Though I don't like the continuity breaks that having more than one player control a single character can cause, I went this route because the group had made headway in exploring level one and I didn't want to sacrifice that momentum for a long round of character generation (which isn't terrible in 5th edition, but it's certainly longer than anything in the D&D line prior to the release of Oriental Adventures).
Having detonated a few azoth bubbles (basically raw magic seepage) via a clever use of Mage Hand, a pack of beastmen, spooked by two earlier encounters but drawn to the noise, closed in on the party. They overtook the adventurers beneath the marble statue of Saint Mavors, Patron of War, in the center of level one and a fierce fight erupted.
The explorers concentrated spell and missile fire on the largest of the beastmen, a big brute wearing an antique shirt of mail, bringing it down before the melee was joined. However, rather than flee when their captain fell, the squealing, pig-like humanoids charged with renewed ferocity. Outnumbered two-to-one, and cut off from the Red Gate, the adventurers dealt sharp blows, Grim the rogue felling three enemies before a mace blow to the back dropped him to the passage floor. Y'draneal disengaged from the fight, leaving Ivor surrounded, and used his elven speed to fall back and fire his bow with considerable effect. Soon the beastmen broke and fled again, but not before Hakka was hit by a thrown club and felled.
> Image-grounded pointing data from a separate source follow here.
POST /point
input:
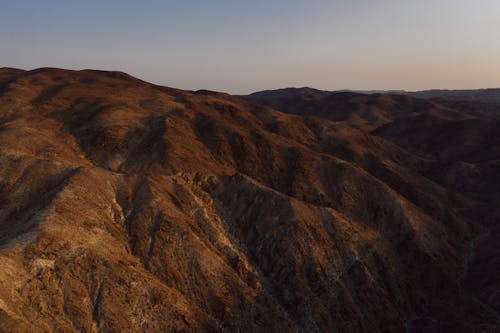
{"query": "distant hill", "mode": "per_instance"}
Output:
(491, 96)
(362, 111)
(131, 207)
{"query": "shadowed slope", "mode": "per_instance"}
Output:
(169, 210)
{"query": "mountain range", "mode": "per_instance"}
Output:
(128, 206)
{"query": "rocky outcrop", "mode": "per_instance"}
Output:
(132, 207)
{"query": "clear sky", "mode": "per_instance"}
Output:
(241, 46)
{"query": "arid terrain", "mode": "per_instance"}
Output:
(131, 207)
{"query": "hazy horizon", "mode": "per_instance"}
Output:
(242, 47)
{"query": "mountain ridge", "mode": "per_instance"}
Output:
(131, 206)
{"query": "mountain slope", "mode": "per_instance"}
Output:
(362, 111)
(129, 206)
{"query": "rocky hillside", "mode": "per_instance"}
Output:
(127, 206)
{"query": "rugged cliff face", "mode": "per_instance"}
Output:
(127, 206)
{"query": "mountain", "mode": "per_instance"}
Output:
(128, 206)
(491, 96)
(362, 111)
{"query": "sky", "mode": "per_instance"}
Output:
(242, 46)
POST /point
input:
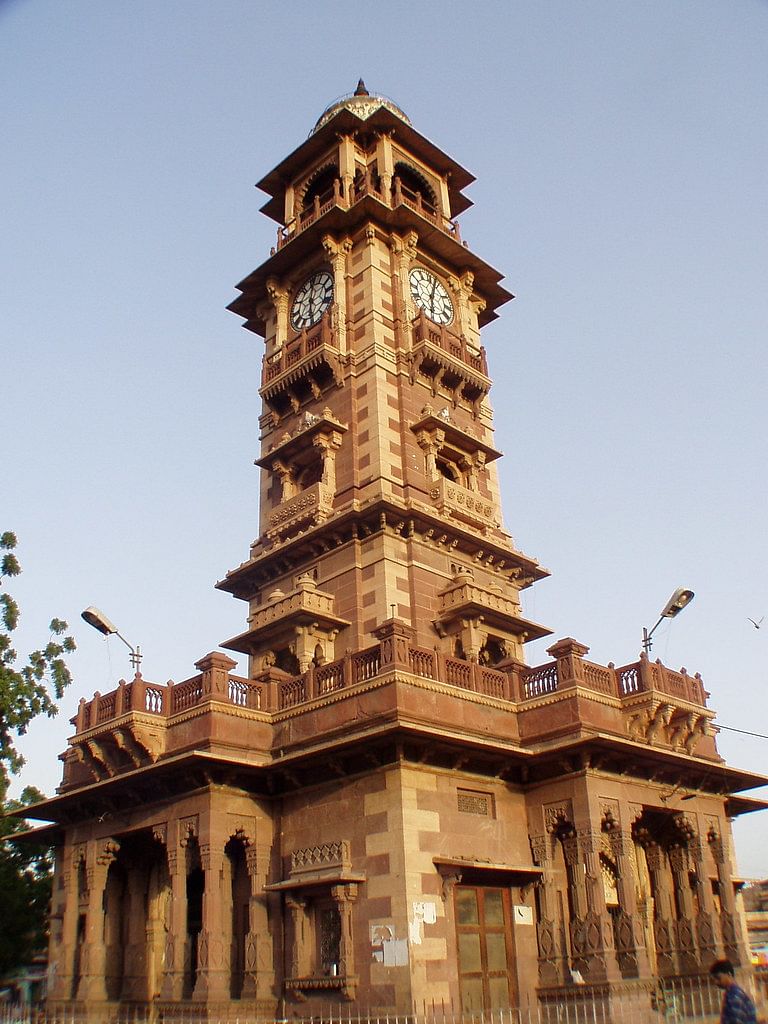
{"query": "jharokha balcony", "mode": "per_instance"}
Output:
(636, 712)
(398, 195)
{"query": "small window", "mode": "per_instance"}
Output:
(322, 185)
(473, 802)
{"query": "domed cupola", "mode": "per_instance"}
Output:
(361, 103)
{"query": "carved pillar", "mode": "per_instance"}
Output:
(463, 288)
(213, 979)
(134, 972)
(328, 445)
(174, 925)
(344, 897)
(92, 987)
(287, 482)
(64, 941)
(473, 636)
(628, 930)
(707, 938)
(686, 939)
(337, 253)
(430, 441)
(296, 907)
(256, 929)
(281, 299)
(728, 920)
(664, 929)
(553, 963)
(403, 250)
(592, 932)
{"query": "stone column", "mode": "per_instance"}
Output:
(64, 941)
(257, 926)
(281, 298)
(296, 907)
(686, 939)
(463, 288)
(630, 942)
(92, 987)
(175, 927)
(553, 962)
(403, 250)
(213, 980)
(287, 482)
(592, 932)
(430, 441)
(134, 973)
(337, 253)
(728, 920)
(344, 897)
(705, 924)
(664, 926)
(328, 445)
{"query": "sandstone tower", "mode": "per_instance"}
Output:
(391, 810)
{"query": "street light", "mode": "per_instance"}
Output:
(99, 622)
(674, 606)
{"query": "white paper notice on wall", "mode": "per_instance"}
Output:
(427, 911)
(395, 952)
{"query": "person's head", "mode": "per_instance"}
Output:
(722, 973)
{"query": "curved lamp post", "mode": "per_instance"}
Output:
(99, 622)
(674, 606)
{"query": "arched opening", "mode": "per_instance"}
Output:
(241, 896)
(288, 662)
(414, 186)
(309, 474)
(116, 923)
(321, 186)
(196, 883)
(493, 651)
(448, 469)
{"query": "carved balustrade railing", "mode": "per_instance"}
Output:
(321, 680)
(275, 690)
(147, 697)
(300, 347)
(336, 196)
(454, 345)
(639, 677)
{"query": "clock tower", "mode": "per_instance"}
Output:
(390, 813)
(380, 505)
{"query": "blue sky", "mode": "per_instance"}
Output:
(621, 156)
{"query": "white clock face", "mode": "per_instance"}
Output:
(430, 296)
(311, 300)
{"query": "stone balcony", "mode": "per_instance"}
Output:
(453, 501)
(510, 708)
(312, 505)
(305, 613)
(449, 361)
(335, 198)
(302, 368)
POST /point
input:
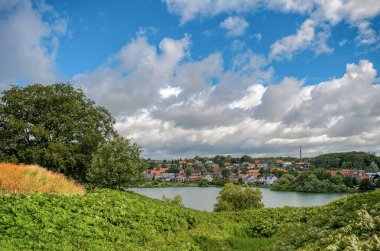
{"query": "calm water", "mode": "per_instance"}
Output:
(204, 198)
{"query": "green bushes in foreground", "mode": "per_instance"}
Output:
(116, 220)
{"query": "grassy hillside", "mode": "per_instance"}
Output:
(116, 220)
(31, 178)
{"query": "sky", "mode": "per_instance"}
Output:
(206, 77)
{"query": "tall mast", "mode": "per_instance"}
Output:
(300, 152)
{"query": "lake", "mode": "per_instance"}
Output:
(204, 198)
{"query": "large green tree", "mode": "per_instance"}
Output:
(117, 164)
(54, 126)
(236, 198)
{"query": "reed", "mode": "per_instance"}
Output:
(18, 178)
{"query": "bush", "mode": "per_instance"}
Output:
(31, 178)
(365, 184)
(235, 198)
(116, 164)
(177, 200)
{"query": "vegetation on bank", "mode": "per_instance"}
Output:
(32, 178)
(347, 160)
(54, 126)
(236, 198)
(319, 181)
(114, 220)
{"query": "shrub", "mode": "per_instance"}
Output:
(235, 198)
(116, 164)
(365, 184)
(31, 178)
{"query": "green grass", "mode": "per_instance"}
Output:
(115, 220)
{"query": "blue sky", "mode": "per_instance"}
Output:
(209, 77)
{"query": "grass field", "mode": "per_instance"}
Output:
(32, 178)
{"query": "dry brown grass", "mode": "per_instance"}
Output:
(32, 178)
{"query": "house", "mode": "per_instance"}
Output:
(180, 179)
(251, 165)
(194, 178)
(217, 174)
(208, 177)
(262, 165)
(286, 164)
(181, 171)
(254, 172)
(166, 177)
(233, 178)
(268, 179)
(162, 170)
(302, 165)
(249, 179)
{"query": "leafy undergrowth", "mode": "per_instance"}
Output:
(32, 178)
(116, 220)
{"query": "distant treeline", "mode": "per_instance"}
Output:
(343, 160)
(349, 160)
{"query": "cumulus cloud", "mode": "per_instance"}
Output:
(332, 10)
(286, 46)
(366, 35)
(321, 15)
(28, 43)
(175, 106)
(235, 26)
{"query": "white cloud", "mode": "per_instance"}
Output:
(190, 107)
(321, 14)
(287, 46)
(169, 91)
(235, 26)
(28, 44)
(367, 35)
(333, 11)
(251, 99)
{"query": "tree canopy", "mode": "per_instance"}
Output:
(116, 164)
(54, 126)
(236, 198)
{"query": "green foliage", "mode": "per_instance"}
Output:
(116, 220)
(177, 200)
(351, 223)
(203, 183)
(313, 181)
(235, 198)
(365, 184)
(377, 184)
(358, 160)
(117, 164)
(54, 126)
(100, 220)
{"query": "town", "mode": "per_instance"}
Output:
(221, 169)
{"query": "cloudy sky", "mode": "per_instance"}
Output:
(206, 77)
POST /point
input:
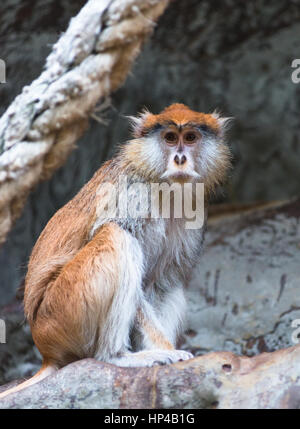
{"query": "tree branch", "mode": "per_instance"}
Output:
(89, 62)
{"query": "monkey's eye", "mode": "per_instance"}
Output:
(171, 137)
(190, 137)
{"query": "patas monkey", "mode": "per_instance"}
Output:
(111, 288)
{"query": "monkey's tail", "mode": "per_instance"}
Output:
(46, 370)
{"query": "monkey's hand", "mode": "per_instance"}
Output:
(151, 358)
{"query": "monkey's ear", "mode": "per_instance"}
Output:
(224, 122)
(138, 122)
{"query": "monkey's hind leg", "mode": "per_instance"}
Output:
(89, 309)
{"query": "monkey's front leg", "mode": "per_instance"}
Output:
(158, 349)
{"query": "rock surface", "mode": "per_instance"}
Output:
(241, 65)
(244, 295)
(216, 380)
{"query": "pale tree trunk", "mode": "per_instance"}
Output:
(88, 63)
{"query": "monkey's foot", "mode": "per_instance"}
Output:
(151, 358)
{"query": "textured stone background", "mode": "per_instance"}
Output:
(232, 55)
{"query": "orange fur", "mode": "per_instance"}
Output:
(73, 274)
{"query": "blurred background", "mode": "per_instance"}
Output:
(231, 55)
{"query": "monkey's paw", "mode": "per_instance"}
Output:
(152, 357)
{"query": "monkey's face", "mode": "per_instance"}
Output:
(181, 145)
(181, 152)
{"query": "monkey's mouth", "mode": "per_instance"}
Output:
(181, 175)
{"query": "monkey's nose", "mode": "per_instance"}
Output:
(180, 159)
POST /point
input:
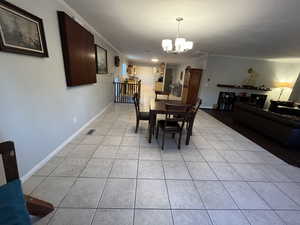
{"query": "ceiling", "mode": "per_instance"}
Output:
(247, 28)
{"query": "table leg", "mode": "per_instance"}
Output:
(188, 134)
(151, 125)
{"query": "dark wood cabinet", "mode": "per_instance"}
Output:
(191, 85)
(78, 51)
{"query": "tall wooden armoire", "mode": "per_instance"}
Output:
(191, 85)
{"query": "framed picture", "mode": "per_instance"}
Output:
(101, 60)
(21, 32)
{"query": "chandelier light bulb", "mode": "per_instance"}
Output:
(180, 44)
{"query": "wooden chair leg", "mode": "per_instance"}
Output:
(179, 141)
(163, 140)
(137, 125)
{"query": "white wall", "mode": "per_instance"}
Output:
(37, 108)
(233, 70)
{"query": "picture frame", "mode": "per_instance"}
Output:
(101, 60)
(21, 32)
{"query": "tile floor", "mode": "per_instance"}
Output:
(115, 177)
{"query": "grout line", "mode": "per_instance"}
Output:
(171, 210)
(136, 185)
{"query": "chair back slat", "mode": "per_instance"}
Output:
(177, 113)
(197, 107)
(136, 101)
(9, 161)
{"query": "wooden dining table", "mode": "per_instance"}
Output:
(159, 107)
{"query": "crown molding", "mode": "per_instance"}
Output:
(84, 23)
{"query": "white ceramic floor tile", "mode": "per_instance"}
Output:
(249, 172)
(152, 194)
(191, 217)
(273, 196)
(290, 189)
(72, 167)
(53, 189)
(73, 217)
(244, 196)
(98, 168)
(225, 171)
(153, 217)
(85, 193)
(211, 156)
(112, 140)
(92, 140)
(227, 217)
(113, 217)
(262, 217)
(106, 152)
(151, 169)
(183, 195)
(290, 217)
(118, 193)
(176, 170)
(201, 171)
(214, 195)
(124, 169)
(31, 184)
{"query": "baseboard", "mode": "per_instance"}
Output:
(61, 146)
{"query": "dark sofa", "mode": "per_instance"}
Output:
(284, 129)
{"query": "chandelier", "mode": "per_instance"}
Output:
(181, 44)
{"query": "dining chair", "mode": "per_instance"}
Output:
(139, 115)
(9, 178)
(163, 93)
(175, 119)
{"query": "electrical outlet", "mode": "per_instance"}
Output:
(74, 119)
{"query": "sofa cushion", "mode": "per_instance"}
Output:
(289, 120)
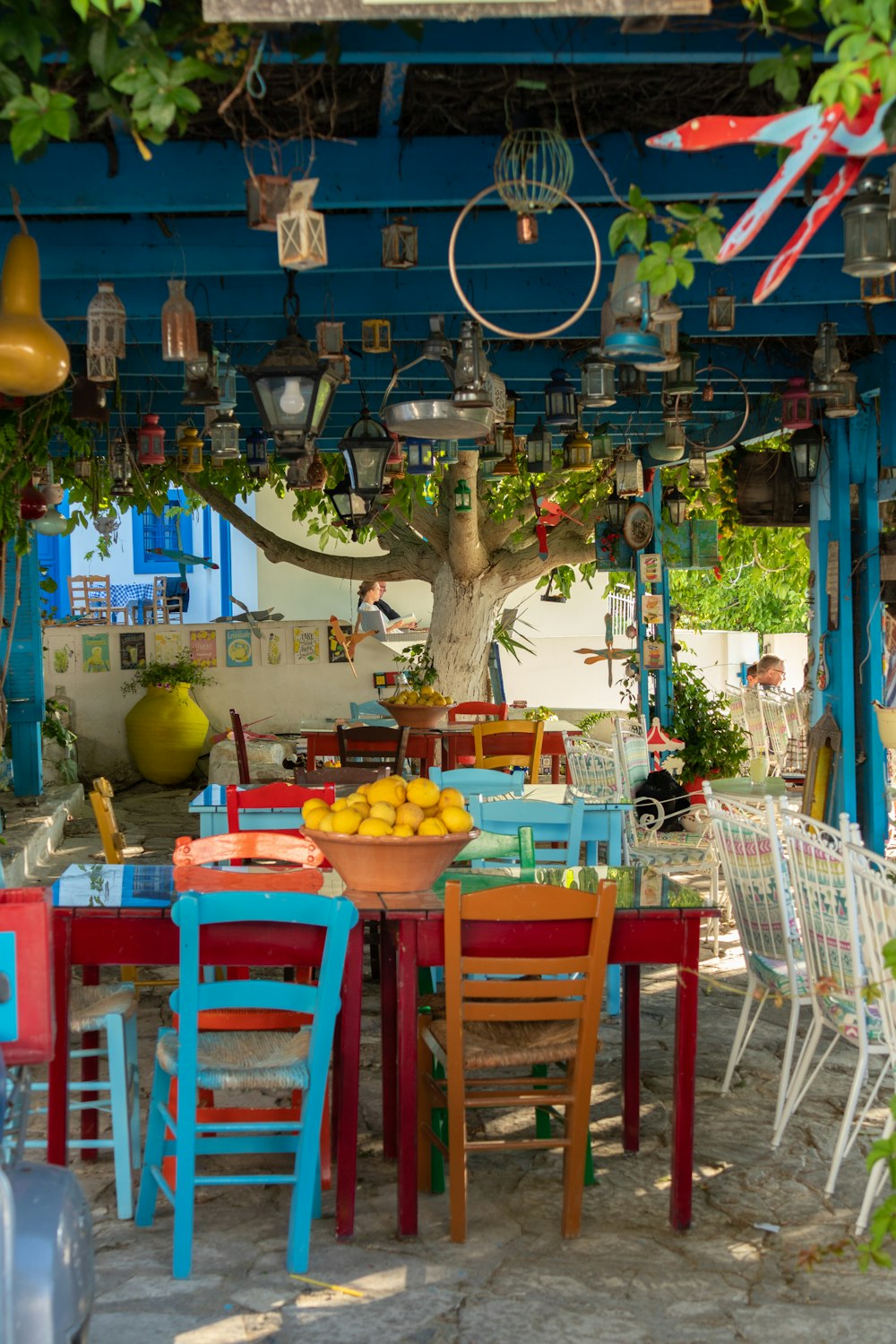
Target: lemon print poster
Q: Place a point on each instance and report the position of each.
(239, 650)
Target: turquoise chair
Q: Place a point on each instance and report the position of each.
(470, 781)
(245, 1061)
(368, 711)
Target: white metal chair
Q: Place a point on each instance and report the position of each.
(748, 849)
(828, 916)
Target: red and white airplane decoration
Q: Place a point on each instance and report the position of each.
(807, 132)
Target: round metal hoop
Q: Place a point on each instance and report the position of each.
(503, 331)
(719, 448)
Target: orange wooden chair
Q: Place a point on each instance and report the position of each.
(296, 870)
(500, 746)
(493, 1024)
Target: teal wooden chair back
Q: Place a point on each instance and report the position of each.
(471, 781)
(245, 1061)
(551, 823)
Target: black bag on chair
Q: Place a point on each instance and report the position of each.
(661, 787)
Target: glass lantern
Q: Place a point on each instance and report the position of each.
(538, 446)
(866, 230)
(559, 401)
(151, 443)
(421, 460)
(179, 339)
(576, 452)
(796, 405)
(223, 433)
(257, 453)
(598, 379)
(190, 451)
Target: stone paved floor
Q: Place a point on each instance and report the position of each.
(627, 1279)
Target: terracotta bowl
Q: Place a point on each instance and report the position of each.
(383, 863)
(418, 715)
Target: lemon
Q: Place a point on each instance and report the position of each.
(424, 792)
(384, 811)
(347, 822)
(409, 814)
(374, 827)
(450, 798)
(457, 819)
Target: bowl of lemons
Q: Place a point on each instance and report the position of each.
(424, 709)
(392, 835)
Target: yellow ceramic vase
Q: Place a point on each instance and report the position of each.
(166, 733)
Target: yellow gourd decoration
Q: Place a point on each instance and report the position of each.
(34, 358)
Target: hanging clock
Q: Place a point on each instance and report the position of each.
(637, 527)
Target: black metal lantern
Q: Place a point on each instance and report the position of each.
(677, 505)
(292, 387)
(538, 445)
(366, 449)
(805, 452)
(559, 401)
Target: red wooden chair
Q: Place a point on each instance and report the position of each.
(471, 711)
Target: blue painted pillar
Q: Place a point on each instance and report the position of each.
(831, 523)
(874, 801)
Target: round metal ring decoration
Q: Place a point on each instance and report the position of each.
(503, 331)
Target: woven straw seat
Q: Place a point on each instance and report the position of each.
(244, 1061)
(89, 1004)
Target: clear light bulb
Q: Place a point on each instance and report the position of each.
(290, 400)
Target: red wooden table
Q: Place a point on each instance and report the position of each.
(90, 937)
(664, 935)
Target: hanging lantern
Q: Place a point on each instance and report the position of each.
(721, 312)
(559, 401)
(532, 175)
(89, 402)
(257, 453)
(538, 446)
(632, 381)
(462, 497)
(805, 452)
(421, 460)
(293, 390)
(301, 233)
(266, 195)
(31, 503)
(576, 452)
(866, 242)
(697, 467)
(151, 443)
(223, 433)
(400, 245)
(676, 505)
(366, 449)
(796, 405)
(177, 324)
(629, 473)
(376, 336)
(120, 468)
(598, 379)
(190, 451)
(107, 323)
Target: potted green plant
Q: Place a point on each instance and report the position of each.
(713, 745)
(167, 728)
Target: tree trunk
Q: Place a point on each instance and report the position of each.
(463, 615)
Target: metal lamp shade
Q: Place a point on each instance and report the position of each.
(866, 230)
(805, 452)
(293, 392)
(796, 405)
(559, 401)
(538, 446)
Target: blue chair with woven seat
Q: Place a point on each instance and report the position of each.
(245, 1061)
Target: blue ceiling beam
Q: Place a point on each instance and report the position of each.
(425, 174)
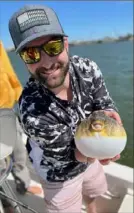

Both Grim and Hakka succeeded in their fifth and final death check -- Grim's player in particular was a bit white-knuckled as he made the final toss. The party did a quick, cursory looting of their dead foes, stripping the reeking chain shirt and taking a buckler, before withdrawing with their unconscious fellows to a side room and spiking the door shut.
Hours (and many wandering monster checks) later, they moved out again, chancing a glance into but two more rooms. In one they found, to their delight, that beneath heaps of smashed furniture and broken pottery there were several handfuls of tarnished coins, struck during the long-ago fallen Thulian Empire. They gathered these eagerly -- the first treasure haul of the campaign!
As the party picked their way back toward the statue of Saint Mavors, something in the tunnel ahead reflected Hakka's Light spell back in a queer, twisting, pinkish sheen. When the group halted they saw a heap of beastman bodies, sprawled in death, slowly hovering toward them along the tunnel floor. Hakka consulted Y'draneal's map and quickly picked an alternate route back to the Red Gate ... the adventurers fled before whatever this strange new foe was, and made their escape down the long stair and back to Muntberg. Their first expedition to Dwimmermount was over!
--------------------------------- DM Notes ------------------------------------------
- I continue to struggle with how to narrate hit point loss, injury, and recovery in 5th edition games. What kind of ax blow or spear thrust can take a character out of a life-or-death fight, only to have him back to full fighting capacity (though not necessarily unwounded) 8 hours later?
- There is definitely a "John McClane" factor here ... maybe the characters are pretty torn up with sprains, cuts, and bruises, but they can still function at full capacity until they make it back to town and crash for a couple weeks.
- When a character drops, how do I narrate his status when neither I nor the players know the outcome for at least 3 rounds?
- I am going to use the following house rule for death checks:
0 fails = stunned, back in action with D4 hit points
1 fail = unconscious, back in action with 1 hit point after a short rest
2 fails = maimed, the character is out of action until after a long rest and suffers some permanent side effects (loss of an eye, limb, D6 points of a stat, etc.)
3 fails = dead (no Raise Dead in this campaign)
- I am going to use the optional xp for treasure spent rule -- this is my first time trying this. I'll really have to expand the equipment lists for this to work! I think it makes sense for magic scrolls and potions to be available (I'll use production cost = 500-1000 gp / spell level) as long as the PCs are in the good graces of the spell casters offering them. I'll need to go beyond that with exotic animals, custom armor (enameled with colors, heraldic designs, wolf-headed helms, etc.).
- Player-generated maps have continued to play a big role in navigating Dwimmermount -- this is very satisfying and I know lines up with the intent of the designers.
- Older editions of D&D are really interested in the resource management aspect of play -- torches, hit points, spells, limited use magic items, retainers, etc. -- if you don't plan your expedition carefully you can end up very dead, very quickly. 5th edition is specifically designed to remove this aspect of play through mechanics like at-will cantrips, hit die recovery, recharging magic items, and a vastly increased healing rate. I was rather fond of the tactical resource management part of D&D, and so I'm puzzled about how to incorporate those aspects of play in a 5th edition campaign.